When science partners with technology, it has the power to change the world. This is evident in the work of physicists searching for the existence of the Quark-Gluon Plasma (QGP), thought to be the state of matter shortly after the Big Bang at the dawn of the universe. Known as the PHENIX Experiment, the project utilizes ARCNET technology. This case study explains how Contemporary Controls, a Downers Grove, Illinois-based manufacturer meeting all automation needs, arrived at the solution.
The PHENIX Experiment is one of the largest high energy nuclear physics experiments in the world currently accumulating data at the Relativistic Heavy Ion Collider (RHIC) at Brookhaven National Laboratory in New York. Physicist John Haggerty said the RHIC's main mission is creating extremely high temperatures and pressures by colliding atomic nuclei at high energy. "The experiment consists of many thousands of channels of digitizing electronics which creates 5,000 per second of collisions between gold nuclei moving close to the speed of light," he explained. "When they hit, the nuclei may create just the right conditions for the quark-gluon plasma to form."
Haggerty said all these digitizers are controlled and configured via ARCNET. There are nearly 1,000 ARCNET nodes in eight networkswith custom-designed interfaces and software using the SMC COM20051 microprocessor on eight networks. Custom software on the host computers configures and monitors the networks. The two host computers were Sun Solaris 2.6 SPARCStations with Contemporary Controls SBUS cards. However, Sun discontinued the use of the SBUS interface on the SPARCStations, making this implementation unavailable.
Ultimately, Haggerty and his colleagues needed a replacement for the Sun Solaris servers and needed the simplest method to access an ARCNET network "We required a product that would allow us to continue using our large installed base of ARCNET devices despite changes in the computing and software environment."

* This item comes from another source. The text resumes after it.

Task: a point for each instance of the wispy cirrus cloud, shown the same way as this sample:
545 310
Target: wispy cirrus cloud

Knowing the reliability of products from Contemporary Controls, Haggerty selected the company's AI-SRVR-1/485 to replace the Sun servers. The experiment is now preparing software that will use the AI-SRVR to configure and monitor these ARCNET networks without the need for a dedicated host computer. "It is very beneficial to do this in an embedded processor which we don't have to upgrade or maintain," he explained. "These small, low-power modular embedded systems will allow access to the ARCNET networks from any computer on the Ethernet network, and give greater flexibility in the deployment of networks at lower cost." Haggerty also chose the AI-SRVR because it would spare him the development and maintenance of a kernel driver for the PCI20 ARCNET interfaces that would otherwise be required in the Linux servers.
The AI-SRVR provides connectivity between ARCNET networks and Ethernet. In the PHENIX experiment, the AI-SRVR is operating in the standard mode. The standard mode allows Ethernet connected devices to communicate with ARCNET devices through the AI-SRVR.
As mentioned earlier with reference to the software, Haggerty has written a class library in C++ that communicates with the AI-SRVR by means of socket reads and writes. His software allows commands to be sent to the nodes, and the node responses to be checked against typical responses.
With the aid of the AI-SRVR, Haggerty and his team established a network architecture of eight ARCNET networks hosted by the AI-SRVR-1/485. Since an AI-SRVR with a fiber optic transceiver is not available, Haggerty had to convert to fiber optics with the AI-485/FOG-ST Interconnect Hub. Just under 30 m of fiber optic cable extend the networks into the experimental area, where MOD HUBs and EXP modules convert the fiber optic media to as many as 14 segments of DC-coupled EIA-485 twisted-pair cable runs of up to 20 m. A simple diagram (below) illustrates the network architecture.
Although not prepared to do so immediately, the physicists think they could eventually operate the AI-SRVRs in a manner allowing them to dispense with the need for fiber optics. "This would provide us the flexibility of having more ARCNET networks, with the concomitant increase in flexibility, reliability, and 'debuggability'," said Haggerty.
The RHIC will continue to recreate QGP over and over again under laboratory conditions to gain further knowledge about the matter that makes up our world.